I would like to share my views on this based on some of my experiences in this space ever since my first post on Karmasphere in the Yr 2010.
- Usage of Self service Big data analytics tools predominantly apply for processing static big data. It is not suitable for processing and analyzing data sets that are dynamic (changing from time to time),or for high velocity (near) real time data sets.

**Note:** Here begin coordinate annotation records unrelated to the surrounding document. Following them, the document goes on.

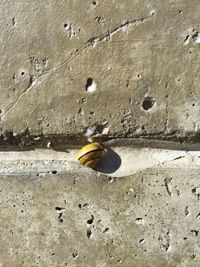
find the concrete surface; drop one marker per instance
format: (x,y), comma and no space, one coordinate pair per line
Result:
(127,71)
(117,162)
(128,68)
(81,219)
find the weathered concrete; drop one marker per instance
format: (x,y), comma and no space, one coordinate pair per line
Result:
(82,219)
(141,57)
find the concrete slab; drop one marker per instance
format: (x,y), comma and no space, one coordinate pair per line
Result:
(81,219)
(130,69)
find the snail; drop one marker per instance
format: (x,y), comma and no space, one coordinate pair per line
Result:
(91,154)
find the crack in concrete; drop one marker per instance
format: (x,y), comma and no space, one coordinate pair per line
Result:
(167,109)
(92,41)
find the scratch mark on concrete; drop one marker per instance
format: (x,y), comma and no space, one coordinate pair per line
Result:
(167,181)
(91,42)
(10,106)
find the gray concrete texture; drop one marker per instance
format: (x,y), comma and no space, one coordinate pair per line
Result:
(121,70)
(129,68)
(86,219)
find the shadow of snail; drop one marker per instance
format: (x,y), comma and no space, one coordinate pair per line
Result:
(100,158)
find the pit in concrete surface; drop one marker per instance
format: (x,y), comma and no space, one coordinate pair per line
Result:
(91,86)
(148,103)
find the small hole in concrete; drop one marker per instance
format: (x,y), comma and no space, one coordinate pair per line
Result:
(94,2)
(148,103)
(90,85)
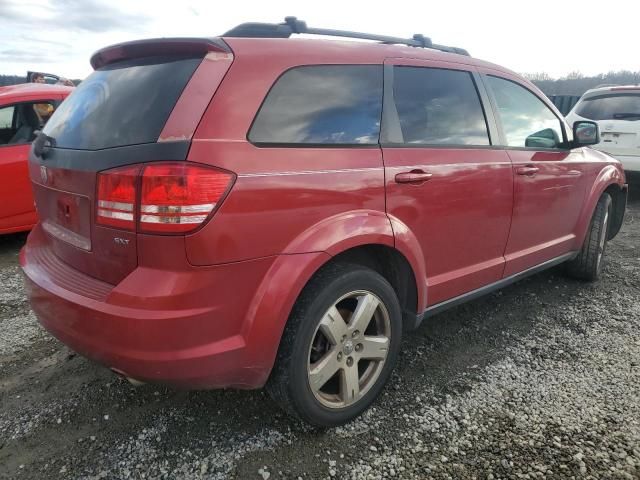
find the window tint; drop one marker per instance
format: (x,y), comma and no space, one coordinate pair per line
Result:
(526,120)
(125,103)
(610,107)
(6,117)
(329,104)
(439,107)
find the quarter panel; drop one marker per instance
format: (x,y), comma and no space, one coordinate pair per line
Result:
(290,200)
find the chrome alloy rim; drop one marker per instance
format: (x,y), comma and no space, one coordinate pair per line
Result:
(348,349)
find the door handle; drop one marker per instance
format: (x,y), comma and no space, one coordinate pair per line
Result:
(529,170)
(414,176)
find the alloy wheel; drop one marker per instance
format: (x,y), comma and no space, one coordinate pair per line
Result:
(348,349)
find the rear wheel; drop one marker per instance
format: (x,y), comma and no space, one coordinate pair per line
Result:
(589,263)
(339,347)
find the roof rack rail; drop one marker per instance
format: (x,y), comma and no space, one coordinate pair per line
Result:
(292,25)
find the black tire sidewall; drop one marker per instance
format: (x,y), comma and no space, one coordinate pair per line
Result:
(605,204)
(357,278)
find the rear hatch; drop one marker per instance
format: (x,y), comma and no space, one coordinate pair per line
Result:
(618,114)
(141,104)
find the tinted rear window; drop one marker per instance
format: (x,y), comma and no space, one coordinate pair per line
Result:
(438,107)
(328,104)
(610,107)
(126,103)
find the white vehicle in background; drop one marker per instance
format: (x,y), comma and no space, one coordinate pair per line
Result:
(617,112)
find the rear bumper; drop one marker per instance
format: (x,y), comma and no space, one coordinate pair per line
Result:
(629,163)
(182,328)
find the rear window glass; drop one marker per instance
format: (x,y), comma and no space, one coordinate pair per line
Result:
(126,103)
(610,107)
(329,104)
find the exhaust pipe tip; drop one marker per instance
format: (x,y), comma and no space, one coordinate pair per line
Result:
(131,380)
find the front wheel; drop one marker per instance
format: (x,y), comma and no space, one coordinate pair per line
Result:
(589,263)
(339,347)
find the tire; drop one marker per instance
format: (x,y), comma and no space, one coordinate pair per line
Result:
(323,334)
(589,263)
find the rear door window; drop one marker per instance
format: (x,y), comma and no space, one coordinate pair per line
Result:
(610,107)
(322,105)
(126,103)
(438,107)
(6,117)
(526,120)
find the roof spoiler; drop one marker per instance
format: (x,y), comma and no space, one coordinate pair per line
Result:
(157,46)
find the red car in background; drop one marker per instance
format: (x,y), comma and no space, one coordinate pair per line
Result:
(24,109)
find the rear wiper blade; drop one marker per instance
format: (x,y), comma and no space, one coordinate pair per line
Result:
(620,116)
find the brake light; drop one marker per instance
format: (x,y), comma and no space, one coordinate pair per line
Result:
(117,197)
(178,198)
(173,197)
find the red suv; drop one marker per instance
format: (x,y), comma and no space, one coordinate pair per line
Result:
(24,109)
(259,210)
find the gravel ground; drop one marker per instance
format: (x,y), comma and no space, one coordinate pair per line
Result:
(540,380)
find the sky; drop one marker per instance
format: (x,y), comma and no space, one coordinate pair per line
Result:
(556,37)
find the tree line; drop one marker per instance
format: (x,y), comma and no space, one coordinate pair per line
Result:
(576,83)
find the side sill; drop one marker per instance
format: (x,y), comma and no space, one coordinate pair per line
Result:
(480,292)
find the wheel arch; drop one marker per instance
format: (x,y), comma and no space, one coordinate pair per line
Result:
(609,180)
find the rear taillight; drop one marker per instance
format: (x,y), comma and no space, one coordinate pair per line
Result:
(174,197)
(177,198)
(117,197)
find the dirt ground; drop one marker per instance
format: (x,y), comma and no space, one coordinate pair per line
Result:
(540,380)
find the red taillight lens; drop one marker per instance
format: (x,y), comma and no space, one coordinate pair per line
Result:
(179,197)
(117,197)
(174,197)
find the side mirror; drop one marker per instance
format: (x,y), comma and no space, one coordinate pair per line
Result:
(585,133)
(547,138)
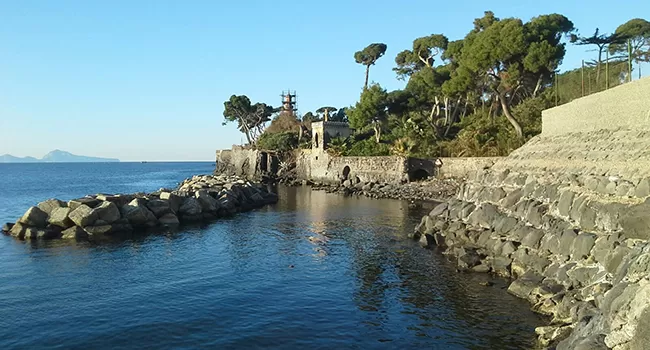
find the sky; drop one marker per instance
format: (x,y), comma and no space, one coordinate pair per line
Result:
(146,80)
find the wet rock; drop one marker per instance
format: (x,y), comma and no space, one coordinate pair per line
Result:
(7,227)
(51,204)
(90,202)
(138,214)
(83,215)
(34,217)
(524,285)
(59,217)
(174,200)
(74,232)
(438,210)
(107,212)
(636,222)
(169,219)
(582,245)
(191,207)
(159,207)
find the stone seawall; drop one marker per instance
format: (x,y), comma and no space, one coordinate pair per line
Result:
(567,216)
(199,198)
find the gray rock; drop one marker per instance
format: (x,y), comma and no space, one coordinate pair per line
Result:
(636,221)
(643,188)
(74,232)
(439,209)
(7,227)
(159,207)
(512,198)
(107,212)
(83,215)
(566,241)
(565,202)
(175,201)
(532,239)
(501,266)
(18,230)
(524,285)
(34,217)
(51,204)
(59,217)
(169,219)
(90,202)
(484,215)
(191,207)
(138,214)
(582,245)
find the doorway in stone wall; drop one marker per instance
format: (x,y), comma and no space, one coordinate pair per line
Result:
(346,173)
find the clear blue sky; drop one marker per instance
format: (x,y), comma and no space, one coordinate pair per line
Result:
(146,80)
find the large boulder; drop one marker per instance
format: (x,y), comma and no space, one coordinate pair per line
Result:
(191,207)
(175,201)
(138,214)
(208,203)
(90,202)
(83,216)
(159,207)
(7,227)
(107,212)
(169,219)
(60,217)
(18,230)
(74,232)
(34,217)
(49,205)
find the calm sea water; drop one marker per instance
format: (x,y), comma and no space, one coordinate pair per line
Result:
(314,271)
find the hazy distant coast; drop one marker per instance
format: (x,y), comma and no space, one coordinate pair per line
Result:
(56,156)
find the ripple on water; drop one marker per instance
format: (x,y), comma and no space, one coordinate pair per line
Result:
(315,271)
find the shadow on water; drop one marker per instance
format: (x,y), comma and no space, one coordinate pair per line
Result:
(315,270)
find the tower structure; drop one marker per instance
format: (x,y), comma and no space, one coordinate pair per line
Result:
(289,102)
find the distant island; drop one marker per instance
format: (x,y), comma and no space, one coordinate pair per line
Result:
(56,156)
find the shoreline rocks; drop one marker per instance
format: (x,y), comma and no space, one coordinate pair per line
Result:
(577,256)
(202,197)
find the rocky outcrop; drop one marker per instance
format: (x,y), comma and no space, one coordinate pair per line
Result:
(93,217)
(573,247)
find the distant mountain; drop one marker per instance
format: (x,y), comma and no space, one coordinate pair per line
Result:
(56,156)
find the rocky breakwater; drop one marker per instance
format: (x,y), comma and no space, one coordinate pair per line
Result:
(203,197)
(576,246)
(427,190)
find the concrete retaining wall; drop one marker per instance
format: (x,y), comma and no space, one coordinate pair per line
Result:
(625,106)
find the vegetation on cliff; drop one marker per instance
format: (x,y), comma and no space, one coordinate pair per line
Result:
(480,95)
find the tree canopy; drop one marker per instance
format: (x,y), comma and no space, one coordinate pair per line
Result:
(368,56)
(251,118)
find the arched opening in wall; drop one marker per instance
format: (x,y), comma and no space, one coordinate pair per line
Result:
(418,175)
(345,173)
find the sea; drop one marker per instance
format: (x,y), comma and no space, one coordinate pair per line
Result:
(314,271)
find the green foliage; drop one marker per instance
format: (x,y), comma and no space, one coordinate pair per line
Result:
(281,142)
(637,31)
(368,147)
(250,118)
(371,107)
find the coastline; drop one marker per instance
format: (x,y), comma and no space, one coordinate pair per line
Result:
(196,199)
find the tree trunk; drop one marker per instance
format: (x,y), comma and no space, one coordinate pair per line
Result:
(365,85)
(511,119)
(538,85)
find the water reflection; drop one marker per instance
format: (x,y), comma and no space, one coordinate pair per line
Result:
(315,270)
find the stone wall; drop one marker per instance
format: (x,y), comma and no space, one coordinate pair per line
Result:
(567,216)
(320,166)
(465,166)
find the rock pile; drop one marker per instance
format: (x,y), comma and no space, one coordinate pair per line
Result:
(430,190)
(577,255)
(204,197)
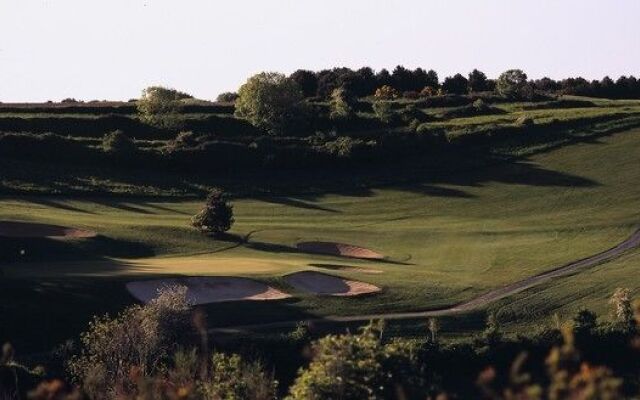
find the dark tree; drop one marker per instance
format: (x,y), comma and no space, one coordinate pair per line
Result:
(477,81)
(432,79)
(307,81)
(383,78)
(217,215)
(456,84)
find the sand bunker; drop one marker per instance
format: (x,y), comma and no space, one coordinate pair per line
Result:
(319,283)
(339,249)
(204,290)
(15,229)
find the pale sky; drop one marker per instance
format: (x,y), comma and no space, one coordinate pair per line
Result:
(112,49)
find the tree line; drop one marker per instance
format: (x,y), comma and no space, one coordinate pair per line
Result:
(364,82)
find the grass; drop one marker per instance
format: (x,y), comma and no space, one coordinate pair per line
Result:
(448,238)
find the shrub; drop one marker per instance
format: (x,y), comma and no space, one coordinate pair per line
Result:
(383,110)
(234,379)
(524,121)
(456,84)
(217,215)
(140,338)
(428,91)
(117,142)
(511,83)
(357,367)
(341,104)
(183,140)
(386,92)
(270,101)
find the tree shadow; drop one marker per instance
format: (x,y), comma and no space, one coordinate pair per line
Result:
(292,202)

- Karmasphere kind of self -service tools are a boon to enterprises or Small to Mid size companies or Individuals that want to leverage big data assets available internally or on the cloud (through big data infomediaries) to gain insights from such data and apply it to the advantage of their business. For instance here are a few key things Karmasphere helps solve.,
– Slashes significant time to process and analyse large data sets on a Hadoop cluster
– The cost of assembling and maintaining a full fledged team to handle big data processing is quite high. This primarily includes the Big data project maneger or Architect,Linux/Hadoop administrators and Hive developers. With a tool like Karmasphere which has automated many key aspects of big data processing lifecyle, the resource overheads are significantly reduced.
– Karmasphere Analyst as a tool has a focus on processing big data on Hive which is a datawarehouse that runs on top of HDFS/Hadoop and converts SQL like programs automatically in to Hadoop Map reduce jobs. This enables a company to repurpose existing SQL developer skills in to Hive/HQL skills or hire people with good SQL /RDBMS skills from the market.
– Karmasphere kind of tools are a boon to small companies and talented individuals,typically the data analysts or data scientists who wants to focus on solving the “Big data problem” which is all about gaining valuable insights or maximising the value from massive unstructured data sets.
They donot need to worry about the IT infrastructure plumbing,hadoop clusters,job flow distribution so on..
– One of the interesting facts about Karmasphere analyst is, it is available on a pay per use basis on Amazon AWS Cloud, which lowers the barriers for any one to process big data. Be it an individual like me or a Fortune 2000 enterprise!!! For instance, when I first used Karmasphere Analyst, it took me less than an hour to set up processing a 1 GB data set running to be processed on a 10 node hadoop cluster on AWS Cloud. (Of course you would have to install Karmasphere tools on your Laptop or PC which can take 1 to 2 hours for a initial one time set up.. )
There are vendors and services emerging in this space such as Google Big query, Datameer so on.. which is a very interesting time for all those seeking to leverage big data ..
Finally,all said and done, Applying these tools and techniques in the big data space has its caveats which could differ from one user scenario to another. To this extent,the big data technology initiatives and projects have to carefully planned and orchestrated.
Disclosure : I neither have a bias for a product like Karmasphere Analyst nor this post is based on any one influencing to write. It is just based on my own experiences and it is one of the mature tools at this point of time for being considered as a representative specimen.